Neurol Neuroimmunol Neuroinflamm. 2016 ;3(2):e200. doi: 10.1212/NXI.0000000000000200. eCollection 2016 Apr.

OBJECTIVE:
To determine whether peripheral immune responses as measured by serum antigen arrays are linked to cerebral MRI measures of disease severity in multiple sclerosis (MS).

METHODS:
In this cross-sectional study, serum samples were obtained from patients with relapsing-remitting MS (n = 21) and assayed using antigen arrays that contained 420 antigens including CNS-related autoantigens, lipids, and heat shock proteins. Normalized compartment-specific global brain volumes were obtained from 3-tesla MRI as surrogates of atrophy, including gray matter fraction (GMF), white matter fraction (WMF), and total brain parenchymal fraction (BPF). Total brain T2 hyperintense lesion volume (T2LV) was quantified from fluid-attenuated inversion recovery images.

RESULTS:
We found serum antibody patterns uniquely correlated with BPF, GMF, WMF, and T2LV. Furthermore, we identified immune signatures linked to MRI markers of neurodegeneration (BPF, GMF, WMF) that differentiated those linked to T2LV. Each MRI measure was correlated with a specific set of antibodies. Strikingly, immunoglobulin G (IgG) antibodies to lipids were linked to brain MRI measures. Based on the association between IgG antibody reactivity and each unique MRI measure, we developed a lipid index. This comprised the reactivity directed against all of the lipids associated with each specific MRI measure.
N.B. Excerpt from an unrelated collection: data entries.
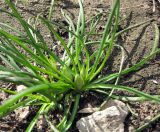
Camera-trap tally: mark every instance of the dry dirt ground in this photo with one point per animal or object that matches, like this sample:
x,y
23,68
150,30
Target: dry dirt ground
x,y
137,42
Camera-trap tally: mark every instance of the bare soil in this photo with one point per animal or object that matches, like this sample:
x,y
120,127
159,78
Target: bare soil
x,y
137,43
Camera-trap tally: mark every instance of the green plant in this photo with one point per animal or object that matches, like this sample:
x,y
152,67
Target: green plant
x,y
56,82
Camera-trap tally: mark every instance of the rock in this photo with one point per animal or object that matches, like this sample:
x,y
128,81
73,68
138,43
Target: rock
x,y
108,120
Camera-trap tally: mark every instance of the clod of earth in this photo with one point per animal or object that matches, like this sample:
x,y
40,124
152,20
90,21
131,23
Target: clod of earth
x,y
108,120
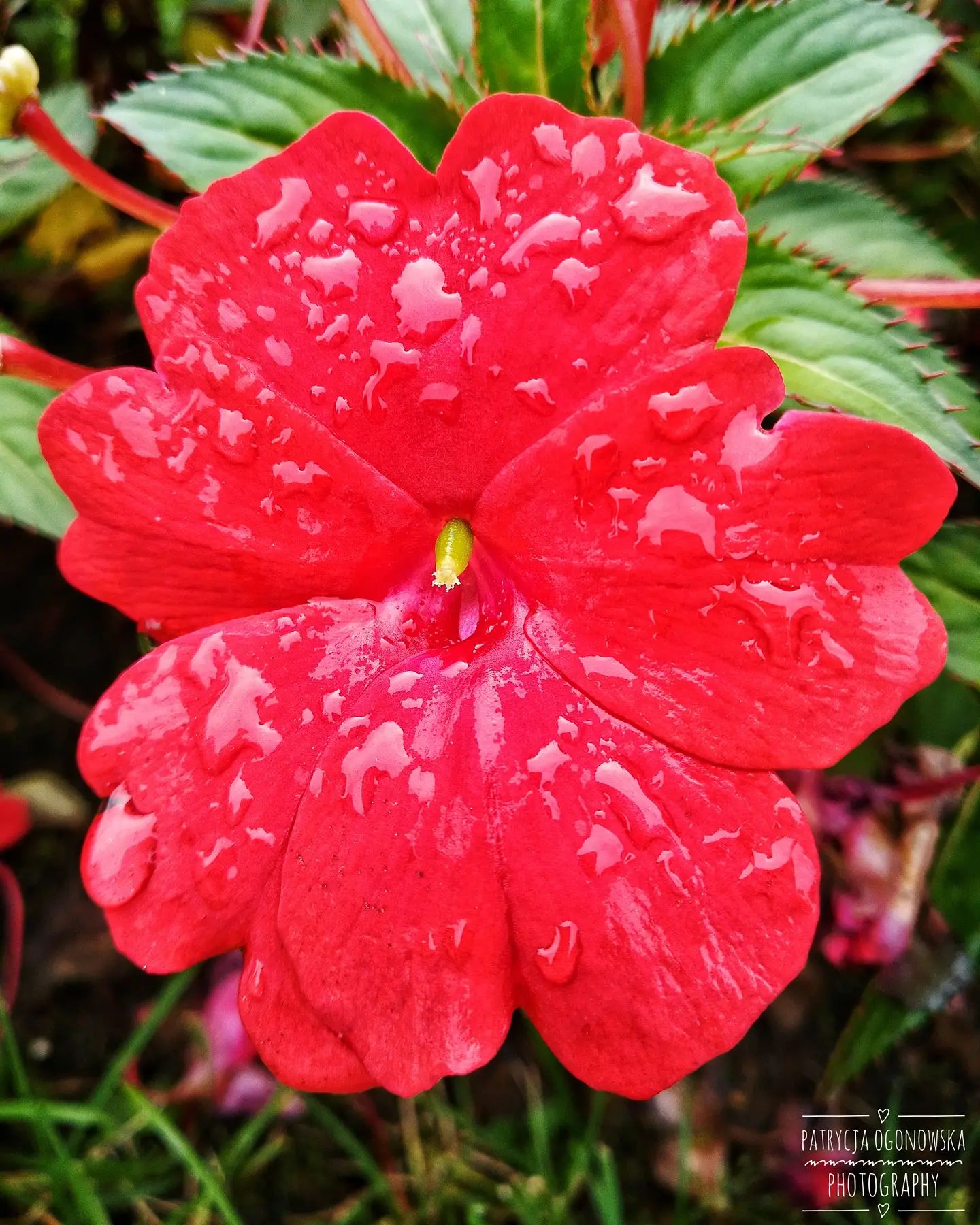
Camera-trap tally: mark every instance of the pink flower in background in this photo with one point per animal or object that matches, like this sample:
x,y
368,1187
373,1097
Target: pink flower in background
x,y
546,787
We validated these findings in an additional independent set of patients with MS (n = 14) and detected a similar trend for the correlations between BPF, GMF, and T2LV vs their respective lipid indexes.

CONCLUSIONS:
We propose serum antibody repertoires that are associated with MRI measures of cerebral MS involvement. Such antibodies may serve as biomarkers for monitoring disease pathology and progression.

Figure: Association of serum IgG reactivity with MRI measures of disease severity (BPF=total brain parencyhmal fraction; measure of brain atrophy, GMF=gray matter fraction; grey matter portion of the brain, WMF=white matter fraction; white matter portion of the brain, T2LV=total brain T2 hyperintense lesion volume; MS lesion volumes).
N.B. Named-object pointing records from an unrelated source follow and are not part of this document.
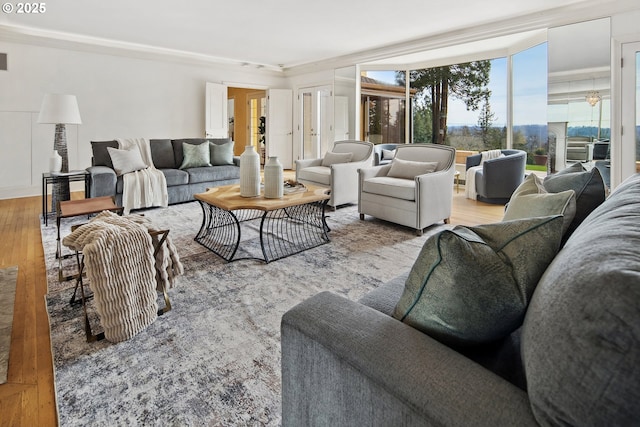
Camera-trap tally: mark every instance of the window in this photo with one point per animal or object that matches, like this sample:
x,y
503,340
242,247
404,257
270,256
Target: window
x,y
383,108
529,71
470,102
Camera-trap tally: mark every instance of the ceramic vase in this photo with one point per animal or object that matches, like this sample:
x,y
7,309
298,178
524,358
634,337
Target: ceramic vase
x,y
55,162
273,179
249,172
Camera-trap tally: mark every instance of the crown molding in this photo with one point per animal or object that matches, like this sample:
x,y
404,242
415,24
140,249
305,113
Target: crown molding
x,y
61,40
562,15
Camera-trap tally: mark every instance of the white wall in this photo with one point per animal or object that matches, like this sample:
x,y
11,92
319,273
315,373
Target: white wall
x,y
118,97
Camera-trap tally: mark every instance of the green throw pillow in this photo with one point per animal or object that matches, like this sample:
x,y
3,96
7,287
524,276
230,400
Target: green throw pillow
x,y
531,199
472,285
195,156
221,154
588,185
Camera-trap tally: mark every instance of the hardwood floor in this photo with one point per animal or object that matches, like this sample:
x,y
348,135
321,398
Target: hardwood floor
x,y
28,398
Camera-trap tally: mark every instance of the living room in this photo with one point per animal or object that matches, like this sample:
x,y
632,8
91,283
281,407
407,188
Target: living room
x,y
129,90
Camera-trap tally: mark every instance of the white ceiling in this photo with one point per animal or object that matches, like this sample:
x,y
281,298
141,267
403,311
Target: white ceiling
x,y
281,34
This article is a bioinformatics exercise, what I mean by this is, applying statistics to understand nature's elegant but innately complex language of life (scientific translation - molecular biology). It is not the first time I've blogged on this approach, and generally I keep it at arm's length; primarily because of its low reproducibility. Searching for autoantigens recognized by OCBs (or immunoglobulin IgG antibodies) in a majority of instances is like searching for a needle in a haystack. But this is not exactly what this group is doing, they're instead producing a lipid index (involving more than one antigen/signature), whereby by the individual errors from each signature hopefully cancel each other out by chance alone, or conversely produces complete rubbish. But, by linking it to MRI you can be a bit more specific, unloading more of the proverbial haystack.
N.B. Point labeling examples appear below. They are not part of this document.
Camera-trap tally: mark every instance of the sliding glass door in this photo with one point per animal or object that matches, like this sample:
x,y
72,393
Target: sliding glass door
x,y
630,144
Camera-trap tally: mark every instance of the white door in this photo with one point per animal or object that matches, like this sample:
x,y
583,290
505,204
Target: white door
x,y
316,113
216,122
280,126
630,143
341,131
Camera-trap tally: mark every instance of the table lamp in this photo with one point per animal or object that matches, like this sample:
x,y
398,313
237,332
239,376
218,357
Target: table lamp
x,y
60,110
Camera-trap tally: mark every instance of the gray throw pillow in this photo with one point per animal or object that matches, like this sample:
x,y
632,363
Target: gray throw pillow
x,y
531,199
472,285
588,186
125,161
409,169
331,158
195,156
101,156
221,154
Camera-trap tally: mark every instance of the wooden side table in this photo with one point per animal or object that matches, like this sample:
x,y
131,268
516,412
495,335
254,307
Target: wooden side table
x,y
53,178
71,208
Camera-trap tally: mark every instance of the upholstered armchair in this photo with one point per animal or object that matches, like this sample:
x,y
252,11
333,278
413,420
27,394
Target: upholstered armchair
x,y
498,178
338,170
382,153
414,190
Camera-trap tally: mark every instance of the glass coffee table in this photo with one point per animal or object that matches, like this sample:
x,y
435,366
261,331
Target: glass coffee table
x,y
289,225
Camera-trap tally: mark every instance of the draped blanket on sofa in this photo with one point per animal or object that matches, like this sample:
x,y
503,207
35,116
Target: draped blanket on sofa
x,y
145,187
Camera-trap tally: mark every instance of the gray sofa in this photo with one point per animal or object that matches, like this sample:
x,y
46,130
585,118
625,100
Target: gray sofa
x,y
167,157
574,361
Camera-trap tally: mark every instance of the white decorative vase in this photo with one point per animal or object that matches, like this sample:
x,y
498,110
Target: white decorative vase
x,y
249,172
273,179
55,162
So what do the authors imply is going on in this data? In MS we expect BPF, GMF, WMF to decrease with disease progression, whilst T2LV increases with disease progression. They found that IgG reactivity in blood is associated with increased tissue destruction as demonstrated by decrease in BPF values (blue colour) and increase in T2LV values (red colour)[see Figure above]. Moreover, antibodies linked to disease severity appear to be enriched for lipid-reactive antibodies. They conclude that we may be able to use this panel to determine disease progression in MS.

This panel, however, is far from finished product and not the first of its kind. In fact, there are similar commercial assays stating to do the same. Many of them have data on blood biomarkers, and some have even been validated data on CSF. Time will tell.